Well, those two failed to catch on in general, not just as gaming devices. Admittedly, the state of Android tablets in 2011 was pretty dire and other makers were struggling to build something that could compete with the Apple iPad.
As for gaming, Sony is finally ready to give portables another go. The Sony Project Q, as it’s known for now, features an 8” LCD (1080p, 60Hz) and a split DualSense controller. The goal of this device is to wirelessly stream games running on your PlayStation 5 – there are no plans for native gaming or cloud streaming support yet.

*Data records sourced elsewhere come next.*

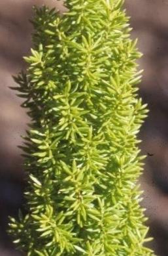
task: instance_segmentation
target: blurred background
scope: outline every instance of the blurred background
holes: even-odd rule
[[[16,215],[24,202],[23,160],[17,146],[22,143],[29,122],[22,102],[10,90],[12,75],[25,65],[22,56],[31,46],[32,6],[42,4],[63,10],[56,0],[0,1],[0,255],[17,256],[6,233],[8,216]],[[140,94],[150,113],[141,131],[143,153],[147,154],[140,182],[144,190],[142,205],[158,256],[168,255],[168,1],[126,0],[131,16],[133,38],[144,56],[144,70]],[[145,255],[144,255],[145,256]]]

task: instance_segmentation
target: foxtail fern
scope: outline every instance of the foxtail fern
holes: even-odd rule
[[[122,0],[35,8],[29,66],[15,80],[24,137],[26,214],[10,233],[28,256],[152,256],[137,180],[146,116]]]

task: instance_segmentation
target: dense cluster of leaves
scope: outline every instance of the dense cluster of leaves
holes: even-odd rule
[[[137,184],[141,54],[122,0],[35,8],[34,48],[15,80],[31,118],[23,149],[27,214],[10,232],[28,256],[152,256]]]

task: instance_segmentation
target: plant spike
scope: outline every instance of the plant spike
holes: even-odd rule
[[[31,119],[20,146],[25,216],[9,232],[28,256],[154,256],[137,179],[137,41],[123,0],[67,0],[60,15],[35,7],[29,67],[15,81]]]

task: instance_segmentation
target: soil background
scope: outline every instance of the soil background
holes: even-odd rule
[[[25,68],[22,56],[29,53],[33,5],[46,4],[63,10],[55,0],[0,1],[0,255],[20,254],[12,247],[6,229],[9,215],[16,215],[24,202],[22,143],[29,119],[20,106],[22,100],[9,89],[12,75]],[[139,182],[144,190],[142,205],[158,256],[168,255],[168,1],[126,0],[131,16],[131,36],[139,38],[144,56],[140,95],[150,113],[141,129],[143,153],[148,155]],[[148,156],[150,155],[150,156]]]

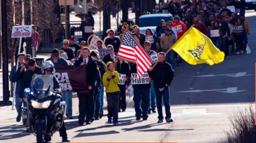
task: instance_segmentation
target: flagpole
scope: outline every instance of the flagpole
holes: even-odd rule
[[[189,31],[189,29],[191,29],[191,28],[192,28],[192,27],[194,27],[194,26],[195,26],[195,25],[194,25],[194,24],[193,24],[193,25],[191,25],[191,26],[190,28],[189,28],[189,29],[188,29],[188,30],[187,30],[187,31],[186,31],[186,32],[185,32],[185,33],[184,34],[183,34],[183,35],[182,35],[182,36],[181,36],[181,37],[180,37],[180,39],[179,39],[179,40],[178,40],[177,41],[176,41],[176,42],[175,43],[178,43],[178,42],[180,41],[179,40],[180,40],[180,39],[182,39],[182,38],[182,38],[182,37],[183,36],[183,35],[185,35],[185,34],[186,34],[186,33],[187,33],[187,32],[188,32],[188,31]],[[170,52],[170,51],[171,51],[171,50],[172,50],[172,48],[173,48],[173,47],[174,47],[174,46],[175,45],[175,44],[174,44],[173,45],[172,45],[172,47],[171,47],[171,48],[169,48],[169,50],[167,50],[167,51],[166,51],[166,52],[165,53],[165,54],[166,54],[166,55],[167,55],[167,54],[168,53]],[[153,65],[153,66],[152,67],[152,68],[154,68],[154,67],[155,67],[155,66],[156,66],[156,65],[157,64],[158,64],[158,62],[156,62],[156,63],[155,63],[155,64],[154,64]]]

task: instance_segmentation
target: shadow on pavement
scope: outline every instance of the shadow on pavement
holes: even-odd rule
[[[147,124],[147,125],[142,126],[136,126],[136,127],[131,128],[124,128],[124,129],[122,129],[123,130],[125,130],[125,131],[131,131],[135,130],[143,129],[150,128],[152,126],[160,126],[160,125],[163,125],[163,124],[167,124],[167,123],[169,124],[169,123],[161,123],[161,124],[157,123],[151,123],[151,124]]]
[[[145,129],[143,130],[137,130],[139,132],[160,132],[160,131],[175,131],[181,130],[193,130],[194,129]]]
[[[20,138],[29,135],[31,134],[26,132],[22,125],[12,125],[0,128],[0,140]]]
[[[115,131],[114,130],[108,131],[108,132],[92,132],[87,133],[81,133],[77,135],[74,137],[85,137],[89,136],[94,136],[96,135],[110,135],[110,134],[119,134],[120,132]]]

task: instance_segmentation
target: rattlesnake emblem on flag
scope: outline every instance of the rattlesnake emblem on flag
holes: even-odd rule
[[[206,40],[204,37],[202,37],[201,39],[204,42],[203,44],[200,44],[198,45],[195,49],[188,50],[188,51],[190,52],[194,57],[196,57],[198,59],[202,59],[201,57],[201,54],[202,54],[202,53],[204,51],[204,46],[206,44]]]

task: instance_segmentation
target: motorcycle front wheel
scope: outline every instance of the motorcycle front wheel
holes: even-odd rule
[[[38,124],[36,128],[36,142],[43,143],[43,125]]]

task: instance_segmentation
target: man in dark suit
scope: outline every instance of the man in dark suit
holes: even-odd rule
[[[141,45],[143,46],[144,43],[146,40],[145,34],[140,33],[140,30],[139,27],[135,28],[134,31],[134,33],[133,33],[131,34],[133,36],[134,39],[138,43],[140,44]]]
[[[89,56],[90,49],[84,47],[82,49],[82,56],[75,62],[74,65],[86,66],[87,67],[86,82],[88,86],[89,94],[77,93],[79,100],[79,115],[78,122],[82,126],[84,122],[85,111],[87,125],[90,124],[93,118],[93,92],[95,82],[97,77],[97,64],[96,61]]]

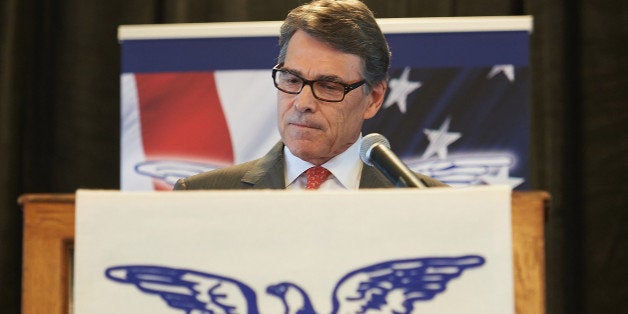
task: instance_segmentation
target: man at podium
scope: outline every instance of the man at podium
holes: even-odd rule
[[[265,156],[180,179],[175,190],[395,186],[360,160],[364,120],[380,109],[390,50],[359,0],[315,0],[288,13],[272,78],[281,141]],[[416,174],[422,185],[443,183]]]

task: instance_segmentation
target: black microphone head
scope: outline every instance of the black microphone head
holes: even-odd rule
[[[360,145],[360,159],[369,165],[373,166],[371,162],[371,148],[377,144],[382,144],[386,146],[386,148],[390,148],[390,143],[388,140],[379,133],[371,133],[362,138],[362,144]]]

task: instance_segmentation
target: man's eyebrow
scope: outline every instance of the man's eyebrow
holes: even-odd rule
[[[283,68],[283,70],[303,78],[303,73],[299,70],[295,70],[291,68]],[[345,84],[345,81],[342,78],[334,74],[319,75],[314,79],[314,81],[336,82],[336,83]]]

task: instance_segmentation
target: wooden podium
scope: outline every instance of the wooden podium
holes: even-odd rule
[[[545,313],[546,192],[513,192],[515,312]],[[73,194],[28,194],[24,212],[22,313],[72,313]]]

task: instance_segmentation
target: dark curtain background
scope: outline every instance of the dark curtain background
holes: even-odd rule
[[[3,0],[0,311],[19,313],[24,193],[119,187],[117,26],[281,20],[296,0]],[[628,2],[365,1],[378,17],[533,15],[534,189],[548,313],[628,311]],[[393,52],[394,53],[394,52]]]

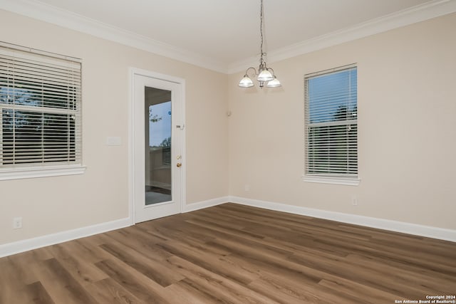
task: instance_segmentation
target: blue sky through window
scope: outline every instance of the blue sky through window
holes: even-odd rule
[[[149,145],[158,147],[171,137],[171,101],[150,105],[149,111],[153,116],[162,117],[155,122],[149,122]]]
[[[338,115],[343,108],[351,115],[343,120],[356,119],[357,83],[356,68],[309,78],[310,122],[340,120],[341,117],[338,119]]]

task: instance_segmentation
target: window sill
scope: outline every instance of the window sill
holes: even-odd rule
[[[358,177],[336,177],[304,175],[302,180],[306,182],[315,182],[320,184],[343,184],[346,186],[358,186],[361,181]]]
[[[82,174],[85,171],[86,166],[81,165],[0,169],[0,181]]]

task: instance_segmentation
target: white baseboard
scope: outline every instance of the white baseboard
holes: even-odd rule
[[[418,225],[416,224],[403,223],[397,221],[315,209],[299,206],[286,205],[284,204],[246,199],[239,196],[222,196],[190,204],[184,207],[182,212],[190,212],[227,202],[456,242],[456,230],[445,229],[438,227]],[[133,224],[130,218],[125,218],[87,227],[78,228],[0,245],[0,258],[92,236],[93,234],[128,227]]]
[[[36,249],[37,248],[83,238],[85,236],[93,236],[93,234],[101,234],[131,225],[131,219],[125,218],[26,240],[8,243],[0,245],[0,258],[28,250]]]
[[[348,214],[341,212],[328,211],[299,206],[286,205],[284,204],[246,199],[239,196],[229,196],[229,199],[227,201],[247,206],[456,242],[456,230],[445,229],[443,228],[423,226],[412,223],[404,223],[402,221]]]
[[[217,199],[208,199],[207,201],[200,201],[197,203],[189,204],[185,205],[182,212],[190,212],[195,210],[209,208],[221,204],[229,202],[230,196],[222,196]]]

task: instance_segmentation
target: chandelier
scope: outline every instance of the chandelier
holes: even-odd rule
[[[259,48],[261,55],[258,73],[255,68],[250,67],[247,68],[245,71],[245,75],[242,79],[241,79],[241,81],[239,81],[239,86],[241,88],[251,88],[254,86],[254,82],[249,75],[249,70],[252,73],[250,76],[252,78],[256,77],[260,88],[263,88],[264,85],[266,85],[266,88],[279,88],[282,86],[279,79],[276,78],[274,70],[266,66],[266,61],[264,61],[263,58],[263,56],[266,56],[266,53],[263,52],[263,0],[261,0],[259,23],[259,34],[261,38]]]

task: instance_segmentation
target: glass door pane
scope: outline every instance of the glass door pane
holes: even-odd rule
[[[171,91],[145,88],[145,204],[172,199]]]

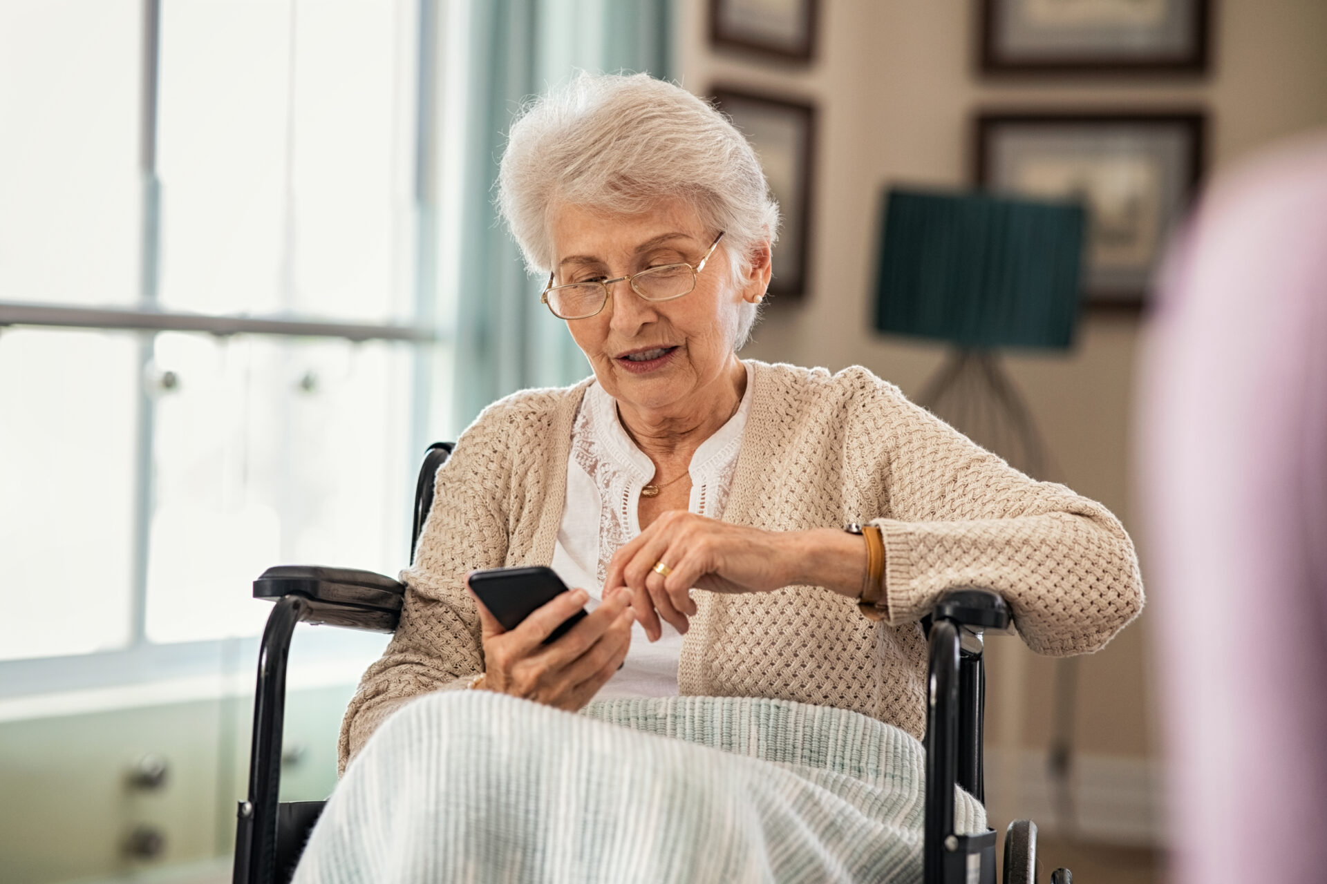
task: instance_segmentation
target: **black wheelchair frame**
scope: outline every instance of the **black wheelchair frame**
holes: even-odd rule
[[[433,506],[434,477],[451,455],[450,443],[434,443],[415,485],[410,561]],[[394,632],[405,586],[382,574],[317,566],[271,567],[253,582],[253,598],[276,603],[259,647],[253,697],[253,737],[248,798],[239,803],[234,884],[287,884],[325,802],[280,802],[281,728],[285,668],[299,623]],[[926,708],[926,785],[922,844],[924,884],[997,884],[995,831],[954,832],[954,786],[986,801],[982,724],[986,675],[983,634],[1007,632],[1005,600],[989,590],[947,592],[922,620],[930,644]],[[1010,823],[1005,842],[1005,884],[1035,884],[1036,826]],[[1055,869],[1051,884],[1071,884]]]

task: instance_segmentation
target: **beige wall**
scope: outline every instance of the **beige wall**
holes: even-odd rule
[[[820,109],[812,274],[802,305],[772,305],[746,351],[762,359],[840,368],[868,366],[916,394],[941,349],[876,337],[868,329],[880,193],[893,183],[961,184],[969,119],[979,107],[1173,107],[1210,114],[1210,167],[1270,139],[1327,123],[1327,1],[1225,0],[1214,28],[1214,70],[1204,80],[1036,80],[993,82],[973,65],[973,5],[963,0],[823,0],[811,66],[766,62],[707,44],[705,0],[681,4],[679,72],[706,93],[714,83],[786,91]],[[782,309],[780,309],[782,307]],[[1136,315],[1085,317],[1067,355],[1010,358],[1009,367],[1076,490],[1105,502],[1136,534],[1128,439]],[[1147,571],[1144,554],[1144,574]],[[1080,749],[1151,754],[1147,614],[1080,664]],[[993,667],[1009,645],[993,643]],[[1026,661],[1023,741],[1044,745],[1052,668]],[[998,673],[993,705],[999,704]],[[998,732],[998,713],[991,726]]]

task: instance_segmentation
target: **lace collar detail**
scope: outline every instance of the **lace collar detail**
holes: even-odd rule
[[[744,364],[744,363],[743,363]],[[722,518],[747,416],[751,412],[751,366],[746,366],[747,388],[736,412],[691,455],[693,513]],[[608,562],[622,543],[641,533],[638,506],[641,489],[654,477],[654,464],[632,437],[617,416],[617,400],[598,383],[585,390],[572,427],[572,457],[594,482],[600,501],[598,582],[608,573]]]

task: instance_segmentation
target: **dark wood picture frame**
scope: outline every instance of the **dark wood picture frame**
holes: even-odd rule
[[[1056,129],[1063,131],[1063,138],[1076,137],[1082,143],[1088,143],[1087,133],[1089,130],[1100,129],[1101,135],[1112,135],[1115,140],[1109,142],[1111,144],[1117,144],[1119,135],[1132,129],[1140,137],[1140,147],[1145,146],[1145,138],[1149,134],[1156,138],[1161,133],[1170,133],[1178,138],[1182,146],[1180,156],[1176,158],[1177,168],[1174,170],[1173,180],[1166,179],[1158,183],[1154,216],[1151,217],[1154,223],[1154,236],[1148,239],[1148,244],[1151,245],[1149,260],[1145,264],[1139,262],[1132,269],[1127,265],[1115,268],[1113,273],[1116,278],[1113,281],[1109,281],[1112,273],[1109,268],[1103,269],[1093,264],[1092,252],[1096,250],[1099,244],[1097,237],[1104,237],[1108,232],[1105,223],[1101,223],[1103,232],[1097,232],[1097,211],[1092,204],[1091,193],[1087,197],[1089,219],[1087,248],[1089,253],[1083,278],[1084,306],[1135,310],[1145,307],[1151,294],[1152,277],[1161,258],[1165,240],[1176,229],[1177,224],[1182,221],[1198,193],[1198,184],[1202,180],[1206,164],[1208,115],[1204,110],[1192,107],[1174,110],[1127,109],[1093,111],[1040,109],[985,110],[977,114],[973,126],[973,183],[977,187],[997,192],[1026,193],[1026,191],[1020,191],[1016,186],[1011,186],[1010,182],[998,180],[999,172],[995,168],[994,158],[998,150],[997,139],[1005,133],[1022,133],[1026,137],[1030,133],[1054,133]],[[1047,151],[1047,155],[1050,156],[1050,151]],[[1070,151],[1066,151],[1063,155],[1066,158],[1074,156]],[[1084,151],[1078,154],[1078,156],[1087,158],[1088,154]],[[1145,156],[1145,151],[1140,151],[1139,156]],[[1153,159],[1156,159],[1154,154]],[[1082,162],[1091,160],[1083,159]],[[1119,219],[1121,215],[1115,212],[1113,217]],[[1131,216],[1124,217],[1128,220]],[[1139,221],[1139,224],[1144,225],[1143,229],[1145,229],[1143,221]],[[1135,227],[1135,229],[1140,228]],[[1119,232],[1120,225],[1116,224],[1116,233]],[[1123,232],[1127,241],[1127,225]],[[1132,284],[1121,281],[1129,277],[1133,278]],[[1103,281],[1103,278],[1107,281]]]
[[[1204,74],[1210,64],[1212,0],[1189,0],[1184,19],[1188,45],[1178,53],[1072,50],[1019,56],[999,45],[1003,7],[1022,0],[974,0],[978,5],[978,58],[986,74]]]
[[[820,0],[786,0],[800,7],[800,27],[795,40],[779,41],[733,28],[726,11],[734,0],[710,0],[710,42],[719,48],[742,49],[784,61],[811,61],[820,24]]]
[[[714,86],[710,95],[715,107],[727,114],[738,130],[751,140],[756,154],[762,152],[760,137],[754,134],[750,127],[743,127],[744,115],[755,113],[774,118],[782,117],[794,131],[792,139],[779,146],[794,155],[792,180],[782,180],[783,176],[778,172],[771,174],[768,164],[766,164],[766,178],[770,179],[770,190],[779,200],[782,215],[779,241],[774,248],[775,273],[770,281],[768,293],[775,302],[800,300],[805,294],[807,282],[811,278],[811,204],[815,199],[816,107],[809,101],[727,86]],[[750,122],[751,118],[747,117],[747,119]],[[770,147],[774,146],[767,146],[767,150]],[[788,192],[790,190],[791,192]],[[780,266],[786,268],[782,273]]]

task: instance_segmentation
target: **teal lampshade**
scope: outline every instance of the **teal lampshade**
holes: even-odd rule
[[[973,349],[1068,347],[1083,232],[1074,203],[893,190],[876,329]]]

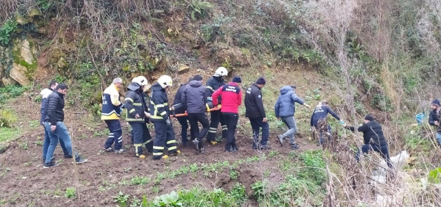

Will Project Q fare any better than the Xperia Play? Well, the PS5 is massively successful, which should give Q a head start. But even then, it’s nothing you can’t do with your phone once you install the PS Remote Play app and pick one of several controllers (including an actual DualSense).
As for tablets, Sony tried a few more times with the likes of the Xperia Tablet S, which had a hint of the Sony Tablet S design, but surprisingly looked a lot more modern – it’s surprising because it launched only a year later in 2012. We guess that extra thick magazine design wasn’t all that ergonomic after all.
The Android tablet market still isn’t a great place and Microsoft’s dual-screen attempts with the Surface Duo flopped. But we’re starting to see some gaming tablets hit the market like the one from Red Magic (we should include the Acer Predator 8 from 2015 on this list too).
So, Sony wasn’t wrong, it was just too early – way too early. Android wasn’t ready, mobile chipsets weren’t ready either. But if Project Q proves to be a hit, we wouldn’t mind Sony giving tablets another shot, especially ones that stands out with PlayStaion features.